The games campaign consists of eight chapters all of which are unique offering a beautifully detailed 3D rendered background making each chapter locale appear believable in it’s artful comic setting. Shank 2 completely jumps at you from within what seems like a graphic novel come to life. Bringing it all together as mentioned before, Klei bridges each chapter with great cut-scenes driving the story forward.

Eventually you are introduced to Corina, Shanks childhood friend from the orphange they grew up in who also becomes a playable character who is more swift and agile than Shank. While Shank can wield his handy machete or trusted chainsaw, Corina can sport a ninja sword or scythe. Players wanting to feel a bit more elusive will enjoy the use of Corina on the killing field of course. There are also unlockables and other gameplay incentives such as acquiring new skins to help add to your Shank bravado. Unlockables are accessible when certain gameplay achievements are accomplished such as downing sixty enemies with counter pistols kills or twenty counter baseball bat kills. By completing the campaign on normal or hard, the games only two difficulties, players are also rewarded access to those skin specific unlockables.

There are also unlockable which can only be accessed by performing specific feats in the games added new online and offline cooperative survival mode.
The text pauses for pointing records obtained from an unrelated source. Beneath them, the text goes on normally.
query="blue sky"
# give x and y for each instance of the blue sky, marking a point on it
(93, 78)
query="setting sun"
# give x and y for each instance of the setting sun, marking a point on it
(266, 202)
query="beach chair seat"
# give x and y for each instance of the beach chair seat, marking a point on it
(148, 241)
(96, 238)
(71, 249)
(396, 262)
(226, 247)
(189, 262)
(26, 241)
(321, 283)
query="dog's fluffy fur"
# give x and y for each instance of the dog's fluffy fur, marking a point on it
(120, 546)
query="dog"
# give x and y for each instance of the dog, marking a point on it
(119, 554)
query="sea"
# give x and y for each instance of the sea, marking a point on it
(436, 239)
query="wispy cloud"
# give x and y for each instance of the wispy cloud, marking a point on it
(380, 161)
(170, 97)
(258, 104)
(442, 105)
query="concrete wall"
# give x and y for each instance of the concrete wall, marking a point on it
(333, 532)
In survival mode players work together to down enemies in an effort to keep them from blowing up supply stations. Enemies come at you in waves and the longer you survive the tougher the enemies thrown at you become. Once both of you are dead or your supply stations are destroyed it’s game over. Thankfully survival mode doesn’t feel tacked on and plays as a great added incentive to keep you playing long after you’ve completed the campaign.

Klei Entertainment has packed Shank 2 with all the great gameplay you remember for the original Shank with a dose of ‘BETTER’ on all fronts. While I would have liked a longer campaign, for only $9.99 I’m still scratching my head at the experience. With the added Carlos Santana like soundtrack I need in my ride, Shank 2 raises the bar for the 2D action/platforming genre in a big way. Easily one of the best action DLC titles in recent years.